Sunderland to sound out David Moyes as club plan for Sam Allardyce England departure
Sunderland have begun to make contingency plans to replace manager Sam Allardyce as fears rise he is on the verge of being offered the England job.
Allardyce met with Sunderland chief executive Martin Bain on Wednesday afternoon and has assured his current employer that has not been given any guarantees from the FA at this stage.
However, sources close to the negotiations have told Telegraph Sport that it is starting to look like Allardyce’s appointment is a “done deal.”
The Sunderland hierarchy were told by the FA when they formally asked to speak to Allardyce that they wanted to interview other candidates, but owner Ellis Short does not want the search for a new manager to begin from scratch if Allardyce does – as is now widely expected - take charge of the national team.
As a result, Telegraph Sport understands the club will make tentative enquiries, through intermediaries, to discover whether former Everton and Manchester United manager David Moyes would be interested in replacing Allardyce, who is likely to recommend the Scot if he does leave.

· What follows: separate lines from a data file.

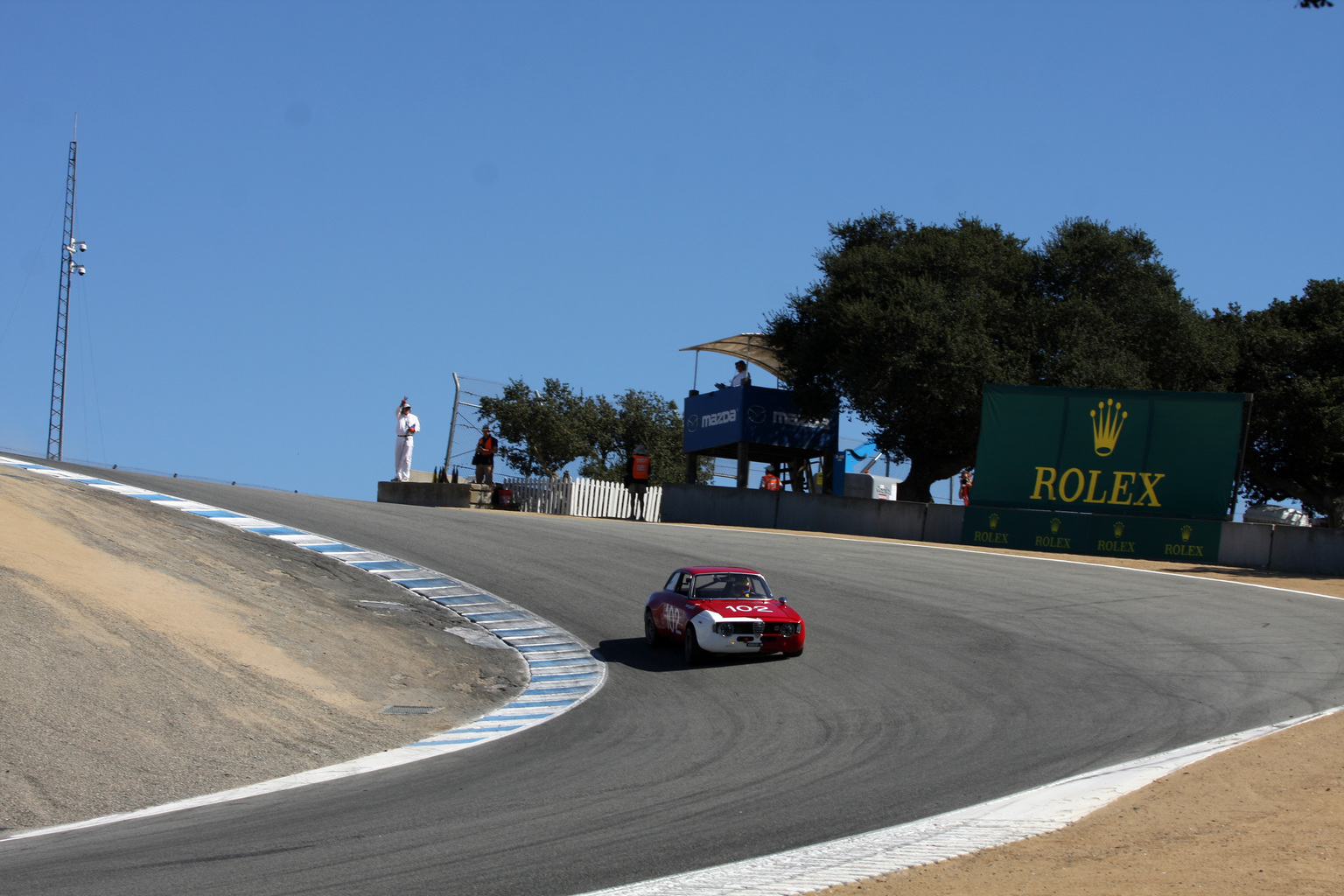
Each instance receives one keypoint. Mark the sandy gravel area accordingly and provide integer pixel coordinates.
(148, 655)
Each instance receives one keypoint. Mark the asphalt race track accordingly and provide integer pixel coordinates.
(932, 680)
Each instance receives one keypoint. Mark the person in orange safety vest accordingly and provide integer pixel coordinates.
(770, 481)
(637, 479)
(484, 458)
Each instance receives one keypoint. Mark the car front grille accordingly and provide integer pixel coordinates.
(756, 627)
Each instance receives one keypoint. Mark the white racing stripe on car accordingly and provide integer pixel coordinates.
(564, 670)
(940, 837)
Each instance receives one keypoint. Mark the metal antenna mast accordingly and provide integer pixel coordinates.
(69, 268)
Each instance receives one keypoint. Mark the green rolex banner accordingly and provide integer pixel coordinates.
(1109, 472)
(1109, 452)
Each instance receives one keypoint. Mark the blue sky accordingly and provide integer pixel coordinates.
(298, 213)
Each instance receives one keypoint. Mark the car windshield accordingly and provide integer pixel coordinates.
(712, 586)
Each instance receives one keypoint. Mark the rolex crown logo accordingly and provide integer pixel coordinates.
(1108, 421)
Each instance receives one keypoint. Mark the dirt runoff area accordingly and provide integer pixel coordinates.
(148, 655)
(1261, 820)
(145, 660)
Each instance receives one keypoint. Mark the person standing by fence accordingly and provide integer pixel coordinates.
(408, 424)
(637, 479)
(770, 481)
(484, 459)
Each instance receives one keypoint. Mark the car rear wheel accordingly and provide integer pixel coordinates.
(692, 647)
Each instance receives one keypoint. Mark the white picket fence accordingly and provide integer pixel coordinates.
(581, 497)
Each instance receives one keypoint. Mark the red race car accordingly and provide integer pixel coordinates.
(722, 610)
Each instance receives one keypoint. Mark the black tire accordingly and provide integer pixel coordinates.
(691, 647)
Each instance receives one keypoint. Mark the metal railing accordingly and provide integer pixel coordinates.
(582, 497)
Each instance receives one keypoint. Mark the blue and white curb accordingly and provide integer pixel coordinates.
(562, 669)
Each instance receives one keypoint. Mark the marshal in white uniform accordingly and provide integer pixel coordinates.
(408, 424)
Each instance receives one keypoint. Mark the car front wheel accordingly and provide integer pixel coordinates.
(692, 647)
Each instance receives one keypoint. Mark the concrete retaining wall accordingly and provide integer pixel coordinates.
(1283, 549)
(802, 512)
(1245, 544)
(461, 494)
(1296, 549)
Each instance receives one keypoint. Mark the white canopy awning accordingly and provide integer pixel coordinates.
(749, 346)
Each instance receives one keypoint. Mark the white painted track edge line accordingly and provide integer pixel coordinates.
(938, 837)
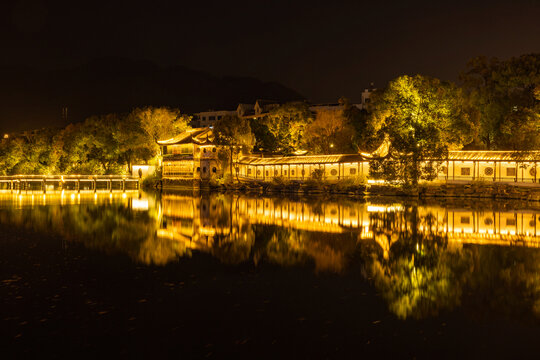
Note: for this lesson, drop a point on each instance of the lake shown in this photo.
(253, 276)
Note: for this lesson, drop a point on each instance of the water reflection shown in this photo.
(422, 259)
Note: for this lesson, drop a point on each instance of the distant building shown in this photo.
(190, 155)
(366, 96)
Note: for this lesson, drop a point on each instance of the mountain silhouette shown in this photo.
(32, 98)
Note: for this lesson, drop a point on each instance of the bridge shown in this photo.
(72, 183)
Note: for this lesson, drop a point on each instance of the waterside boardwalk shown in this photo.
(71, 183)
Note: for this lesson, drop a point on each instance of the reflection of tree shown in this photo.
(421, 274)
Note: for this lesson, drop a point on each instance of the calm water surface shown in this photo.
(145, 275)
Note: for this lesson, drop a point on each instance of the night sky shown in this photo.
(323, 50)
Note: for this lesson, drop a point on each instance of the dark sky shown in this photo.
(323, 50)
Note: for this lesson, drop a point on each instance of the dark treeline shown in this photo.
(495, 106)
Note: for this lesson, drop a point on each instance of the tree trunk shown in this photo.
(232, 176)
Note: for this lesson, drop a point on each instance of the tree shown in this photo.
(422, 118)
(234, 134)
(330, 133)
(161, 123)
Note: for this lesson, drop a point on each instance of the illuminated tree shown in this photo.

Given Moyes has been out of work since he was sacked by Real Sociedad in November last year, he is expected to welcome the approach. Other names under consideration are Burnley boss Sean Dyche, while former Manchester United star Ryan Giggs would be another contender, as he looks to take on his first management role since leaving Old Trafford earlier this month.

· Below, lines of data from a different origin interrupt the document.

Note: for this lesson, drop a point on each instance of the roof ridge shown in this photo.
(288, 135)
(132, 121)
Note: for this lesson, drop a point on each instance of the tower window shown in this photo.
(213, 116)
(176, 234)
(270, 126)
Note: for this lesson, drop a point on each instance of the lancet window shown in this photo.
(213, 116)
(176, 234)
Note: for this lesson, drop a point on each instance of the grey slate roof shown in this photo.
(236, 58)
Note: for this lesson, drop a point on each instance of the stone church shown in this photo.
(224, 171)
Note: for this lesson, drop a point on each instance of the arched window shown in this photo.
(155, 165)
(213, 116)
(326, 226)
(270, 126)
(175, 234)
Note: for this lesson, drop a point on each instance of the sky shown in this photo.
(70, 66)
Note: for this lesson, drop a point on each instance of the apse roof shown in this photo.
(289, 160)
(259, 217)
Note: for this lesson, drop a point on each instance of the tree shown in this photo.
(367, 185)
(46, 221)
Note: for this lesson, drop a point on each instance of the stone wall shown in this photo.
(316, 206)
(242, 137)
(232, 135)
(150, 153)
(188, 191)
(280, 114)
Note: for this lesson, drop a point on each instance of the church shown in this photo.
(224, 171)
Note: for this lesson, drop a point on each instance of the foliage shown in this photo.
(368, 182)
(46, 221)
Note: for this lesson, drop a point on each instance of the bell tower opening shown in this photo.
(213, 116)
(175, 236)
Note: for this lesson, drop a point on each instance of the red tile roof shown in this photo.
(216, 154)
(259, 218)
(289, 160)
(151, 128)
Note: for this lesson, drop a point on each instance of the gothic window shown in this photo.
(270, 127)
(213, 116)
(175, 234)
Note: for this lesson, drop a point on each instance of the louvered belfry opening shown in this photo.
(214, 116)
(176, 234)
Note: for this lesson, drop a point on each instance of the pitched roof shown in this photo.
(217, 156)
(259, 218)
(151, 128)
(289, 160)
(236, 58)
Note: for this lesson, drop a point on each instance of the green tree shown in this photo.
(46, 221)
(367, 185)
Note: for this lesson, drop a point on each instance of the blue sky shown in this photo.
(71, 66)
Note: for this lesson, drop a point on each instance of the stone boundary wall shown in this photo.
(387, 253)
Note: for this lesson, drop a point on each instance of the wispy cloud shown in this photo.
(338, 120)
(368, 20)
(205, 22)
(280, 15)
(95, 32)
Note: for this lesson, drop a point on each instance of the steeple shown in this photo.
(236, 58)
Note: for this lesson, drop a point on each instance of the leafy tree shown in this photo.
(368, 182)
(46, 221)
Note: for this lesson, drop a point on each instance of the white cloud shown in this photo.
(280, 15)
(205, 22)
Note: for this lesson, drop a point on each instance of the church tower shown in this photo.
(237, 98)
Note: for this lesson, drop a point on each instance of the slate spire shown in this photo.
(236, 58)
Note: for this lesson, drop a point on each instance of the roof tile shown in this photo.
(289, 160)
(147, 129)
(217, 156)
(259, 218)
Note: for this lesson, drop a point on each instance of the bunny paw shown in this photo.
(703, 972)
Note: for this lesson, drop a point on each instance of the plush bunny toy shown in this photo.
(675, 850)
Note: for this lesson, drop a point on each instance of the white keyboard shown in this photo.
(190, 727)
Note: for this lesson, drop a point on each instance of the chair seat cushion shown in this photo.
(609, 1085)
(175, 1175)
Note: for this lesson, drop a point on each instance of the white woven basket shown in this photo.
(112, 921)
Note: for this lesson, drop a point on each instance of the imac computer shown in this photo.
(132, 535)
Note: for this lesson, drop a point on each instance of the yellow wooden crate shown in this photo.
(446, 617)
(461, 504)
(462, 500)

Interestingly, Alex Ferguson, who encouraged Giggs to leave Manchester United following the appointment of Jose Mourinho as manager, has often spoken of his admiration for Sunderland and welcomed Roy Keane’s decision to become their manager at this start of his coaching career.
Sunderland, though, are currently stuck in limbo and are increasingly worried they are about to lose the manager who saved them from relegation after just nine months on Wearside.
Allardyce was formally interviewed for the England job on Tuesday, but Sunderland had been informed by the FA that they were determined to “go through a proper process of elimination” and were expecting the process to take at least another week.
As a result, they expected Allardyce to focus on club matters and have been told he is working to secure their first signing of the summer.
The Black Cats were urged by the FA to keep their approach for Allardyce confidential, but Sunderland released a statement confirming the game’s governing body had formally requested to speak to the 61-year-old after he was photographed leaving the house of FA vice-chairman David Gill.
“The Football Association contacted Sunderland AFC to seek permission to speak with our manager as part of what was supposed to be a confidential discussion process with potential candidates for the position of England manager,” the statement read.
“At Sam Allardyce’s request, we agreed to this. Sam is very much key to our plans. After what was an extremely challenging season, we are keen to see a period of stability, both on and off the field, and we want him to remain as manager of our football club.
“The ongoing speculation over Sam’s position is extremely damaging to Sunderland AFC, particularly at this crucial time of the season and we urge the FA to respect the disruption that this process is causing and bring about a swift resolution to the matter.”
Sunderland are finding it difficult to sign players because of the uncertainty surrounding their manager, and if he is going to leave, they would prefer it to happen quickly.
Telegraph Sport understands the FA have not made a final decision, but they have, so far, not tried speak to either Bournemouth manager Eddie Howe or Hull City boss Steve Bruce, who were the other names on their shortlist.
It is also thought Arsenal manager Arsene Wenger remains in the FA’s thoughts, but they do not want to wait for another 12 months for the Frenchman’s contract with the Gunners to expire.
Allardyce, therefore, appears to be the overwhelming favourite and has heavyweight support in the shape of Ferguson, as well as the head of the League Managers’ Association Richard Bevan.